Publicado en junio de 2017

«Dejame de romper las pelotas o mi novio te las va a romper a vos. No quiero saber más nada de tu persona». Con esta simple pero contundente frase me desayuné una mañana frente a la computadora. La chica que amaba me había vuelto a escribir, y eso ya era algo para celebrar. No tenía una cerveza a mano, así que me tomé un té mientras reflexioné sobre lo acontecido.

Lo que ocurrió fue que en un ataque sentimental le había escrito un largo texto cierta noche, estaba algo bebido y eufórico, pero en realidad dije cosas lindas, cosas… digamos, a corazón abierto. Incluso algunos fragmentos los escribí con lágrimas en los ojos. Cuando un hombre expone su corazón, cariño, más vale que lo tomes y lo abraces o en su contrapartida, apaléalo, pero nunca lo dejes vivo con su amor propio a cuestas para luchar otra vez. Ella intentó ejecutar en el altar a mi corazón, pero no lo consiguió. Mi bombilla-músculo vivió un día más para amarla entre penumbras y derroches. No, ya no la buscaría. Había perdido interés por su materialidad física, sólo me interesaba la efigie que mi mente era capaz de evocar de ella y que empleaba con la intención de escribir.
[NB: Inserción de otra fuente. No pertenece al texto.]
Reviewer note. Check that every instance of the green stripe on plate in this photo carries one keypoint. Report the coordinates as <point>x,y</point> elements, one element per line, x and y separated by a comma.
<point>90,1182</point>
Por supuesto, al hacer esto, la estoy venerando. No conozca otra forma de amar que no sea colando a mi musa-espina entre mis relatos. Me parece una forma imperecedera de amor, puesto que los textos, virtuosos o malos, con mérito o sin éxito, nos precederán a ambos.
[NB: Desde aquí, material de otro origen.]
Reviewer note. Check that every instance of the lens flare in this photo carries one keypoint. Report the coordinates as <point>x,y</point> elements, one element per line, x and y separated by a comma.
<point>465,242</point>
Ella no es una chica común, pero le gusta vivir una vida común, con un novio común y personas comunes girando a su alrededor. A ella le gusta soñar y luego ver arder sus fantasías en una olla de fideos al mediodía. Simplemente no es una chica práctica para alcanzar sus ideales y está siempre necesitando de alguien que le dé un empujón anímico. Yo, en cambio, voy con el viento adonde me lleve. Soy incapaz de apegarme a las cosas. Realmente soy alguien sin demasiadas esperanzas en el mundo. Sólo me siento bien cuando leo una buena novela o cuando escribo. Todo lo demás me es intrascendente.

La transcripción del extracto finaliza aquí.